HD 180450

Observation data Epoch J2000.0 Equinox ICRS
- Constellation: Lyra
- Right ascension: 19^{h} 15^{m} 24.859^{s}
- Declination: +30° 31′ 34.98″
- Apparent magnitude (V): 5.88

Characteristics
- Evolutionary stage: AGB
- Spectral type: M1IIIab
- U−B color index: +2.03^{[citation needed]}
- B−V color index: +1.665±0.007

Astrometry
- Radial velocity (R_{v}): −64.43±0.23 km/s
- Proper motion (μ): RA: 34.374 mas/yr Dec.: −26.212 mas/yr
- Parallax (π): 3.4206±0.0625 mas
- Distance: 950 ± 20 ly (292 ± 5 pc)
- Absolute magnitude (M_{V}): −2.03

Details
- Mass: 1.4 M_{☉}
- Radius: 84 R_{☉}
- Luminosity: 1,218 L_{☉}
- Surface gravity (log g): 1.58 cgs
- Temperature: 3,733 K
- Metallicity [Fe/H]: −0.23 dex
- Other designations: BD+30°3491, GC 26550, HD 180450, HIP 94630, HR 7302, SAO 68040, GSC 02653-01682

Database references
- SIMBAD: data

= HD 180450 =

Star in the constellation Lyra

HD 180450 is a single star in the northern constellation of Lyra, positioned about half a degree to the NNW of the globular cluster M56. At an apparent visual magnitude of 5.88, it is dimly visible to the naked eye under good viewing conditions. This star is located at a distance of approximately 950 light years from the Sun based on parallax measurements, but is drifting closer with a radial velocity of −64.4 km/s.

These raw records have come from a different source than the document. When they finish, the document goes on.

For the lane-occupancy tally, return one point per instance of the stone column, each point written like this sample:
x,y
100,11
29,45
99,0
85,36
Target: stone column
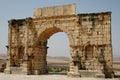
x,y
7,70
25,56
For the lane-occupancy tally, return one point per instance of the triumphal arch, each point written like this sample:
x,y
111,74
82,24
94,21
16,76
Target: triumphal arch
x,y
89,41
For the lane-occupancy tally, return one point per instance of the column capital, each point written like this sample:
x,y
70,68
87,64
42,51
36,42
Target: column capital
x,y
28,21
12,22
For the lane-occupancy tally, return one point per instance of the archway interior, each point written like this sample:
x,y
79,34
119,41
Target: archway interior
x,y
57,44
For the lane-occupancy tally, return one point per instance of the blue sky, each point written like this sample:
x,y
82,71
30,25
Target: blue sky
x,y
58,43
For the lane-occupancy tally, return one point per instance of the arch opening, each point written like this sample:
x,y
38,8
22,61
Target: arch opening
x,y
44,49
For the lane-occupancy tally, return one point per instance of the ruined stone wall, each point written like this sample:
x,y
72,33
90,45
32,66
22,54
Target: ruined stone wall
x,y
89,35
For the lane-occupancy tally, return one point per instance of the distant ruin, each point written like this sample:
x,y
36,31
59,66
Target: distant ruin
x,y
89,37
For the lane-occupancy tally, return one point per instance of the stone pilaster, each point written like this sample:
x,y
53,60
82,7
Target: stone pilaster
x,y
7,70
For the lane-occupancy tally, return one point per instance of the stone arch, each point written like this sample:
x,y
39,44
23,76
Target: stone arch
x,y
89,52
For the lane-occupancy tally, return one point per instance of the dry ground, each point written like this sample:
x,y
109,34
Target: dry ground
x,y
56,61
43,77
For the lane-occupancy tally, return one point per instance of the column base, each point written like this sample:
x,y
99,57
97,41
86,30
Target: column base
x,y
100,75
73,74
7,71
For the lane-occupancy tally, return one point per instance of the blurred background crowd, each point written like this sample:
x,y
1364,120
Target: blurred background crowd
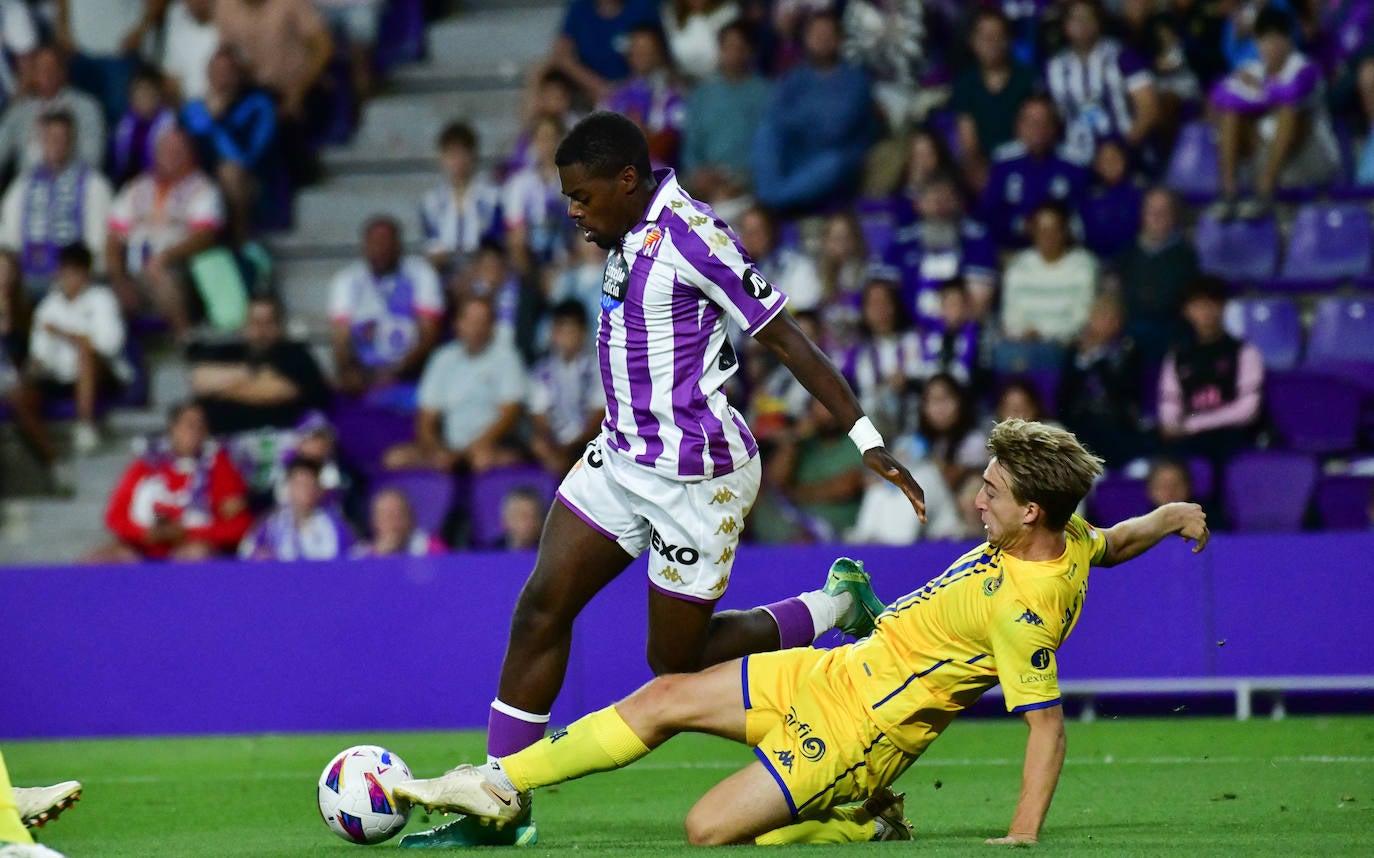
x,y
1147,220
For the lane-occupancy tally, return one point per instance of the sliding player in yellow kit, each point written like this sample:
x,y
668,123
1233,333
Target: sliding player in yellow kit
x,y
833,728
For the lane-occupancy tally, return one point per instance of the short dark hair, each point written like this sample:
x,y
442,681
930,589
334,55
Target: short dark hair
x,y
1207,288
58,117
456,134
569,310
1273,21
605,143
74,256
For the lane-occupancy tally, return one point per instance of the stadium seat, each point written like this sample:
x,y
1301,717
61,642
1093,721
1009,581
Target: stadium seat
x,y
489,490
1271,325
430,494
1329,244
1117,498
1341,340
1314,413
1343,502
1194,167
1268,491
1238,249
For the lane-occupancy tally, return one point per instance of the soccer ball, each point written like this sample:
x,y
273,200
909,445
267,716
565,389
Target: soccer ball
x,y
355,795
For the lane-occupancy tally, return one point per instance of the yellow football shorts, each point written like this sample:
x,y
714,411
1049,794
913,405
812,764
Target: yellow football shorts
x,y
809,730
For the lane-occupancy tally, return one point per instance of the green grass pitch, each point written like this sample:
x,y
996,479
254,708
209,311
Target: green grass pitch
x,y
1190,787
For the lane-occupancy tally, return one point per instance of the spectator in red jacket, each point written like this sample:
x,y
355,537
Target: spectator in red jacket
x,y
182,499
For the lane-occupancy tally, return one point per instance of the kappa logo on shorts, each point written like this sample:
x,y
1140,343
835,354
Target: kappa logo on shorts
x,y
785,758
686,556
756,285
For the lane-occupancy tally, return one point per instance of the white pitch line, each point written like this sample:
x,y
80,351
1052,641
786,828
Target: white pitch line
x,y
956,762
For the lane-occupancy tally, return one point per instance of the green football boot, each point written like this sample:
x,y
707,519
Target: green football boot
x,y
474,831
848,576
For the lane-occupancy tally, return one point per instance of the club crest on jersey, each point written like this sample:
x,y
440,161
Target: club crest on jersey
x,y
650,246
614,282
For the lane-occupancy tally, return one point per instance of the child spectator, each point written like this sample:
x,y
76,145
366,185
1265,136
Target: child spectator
x,y
522,519
76,351
395,534
566,399
235,131
385,314
1211,384
463,208
58,202
180,499
138,129
302,527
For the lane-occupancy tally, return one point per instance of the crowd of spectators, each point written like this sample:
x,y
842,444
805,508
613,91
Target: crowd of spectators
x,y
965,204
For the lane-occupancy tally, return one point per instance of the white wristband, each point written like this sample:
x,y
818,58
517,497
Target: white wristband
x,y
864,435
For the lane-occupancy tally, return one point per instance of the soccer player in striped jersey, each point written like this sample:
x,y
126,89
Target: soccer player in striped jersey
x,y
836,728
675,469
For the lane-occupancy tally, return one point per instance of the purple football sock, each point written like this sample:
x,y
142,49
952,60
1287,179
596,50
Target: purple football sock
x,y
794,624
507,732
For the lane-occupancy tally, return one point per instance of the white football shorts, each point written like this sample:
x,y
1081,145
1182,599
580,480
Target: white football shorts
x,y
691,528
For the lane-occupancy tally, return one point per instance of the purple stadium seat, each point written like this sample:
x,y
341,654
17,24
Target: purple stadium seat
x,y
1271,325
489,490
1329,244
1343,502
1268,491
1314,413
1238,249
430,494
366,432
1343,330
1194,168
1117,498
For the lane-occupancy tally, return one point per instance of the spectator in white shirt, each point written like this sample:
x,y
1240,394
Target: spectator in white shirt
x,y
385,312
76,349
1047,289
463,208
158,223
57,202
469,400
190,39
19,127
18,39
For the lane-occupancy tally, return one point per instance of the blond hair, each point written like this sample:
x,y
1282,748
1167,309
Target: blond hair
x,y
1044,465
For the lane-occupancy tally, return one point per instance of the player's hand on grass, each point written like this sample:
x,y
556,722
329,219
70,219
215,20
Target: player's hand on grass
x,y
1191,524
1011,840
881,462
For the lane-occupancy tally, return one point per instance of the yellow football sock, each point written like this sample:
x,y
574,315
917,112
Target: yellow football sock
x,y
11,827
840,825
594,743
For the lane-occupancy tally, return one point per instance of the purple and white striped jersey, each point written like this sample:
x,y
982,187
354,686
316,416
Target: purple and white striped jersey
x,y
1094,94
667,296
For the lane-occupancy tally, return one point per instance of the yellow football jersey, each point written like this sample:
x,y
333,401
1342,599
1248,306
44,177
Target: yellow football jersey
x,y
989,618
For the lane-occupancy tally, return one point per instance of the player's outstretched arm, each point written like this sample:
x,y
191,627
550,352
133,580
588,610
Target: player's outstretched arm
x,y
1039,777
1135,536
822,380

This is an aging red giant star with a stellar classification of M1IIIab. It is currently on the asymptotic giant branch, having exhausted the supply of hydrogen in its core and evolved off the main sequence. The star has expanded to ~68 times the radius of the Sun and is radiating a thousand times the Sun's luminosity from its enlarged photosphere at an effective temperature of 3,947 K.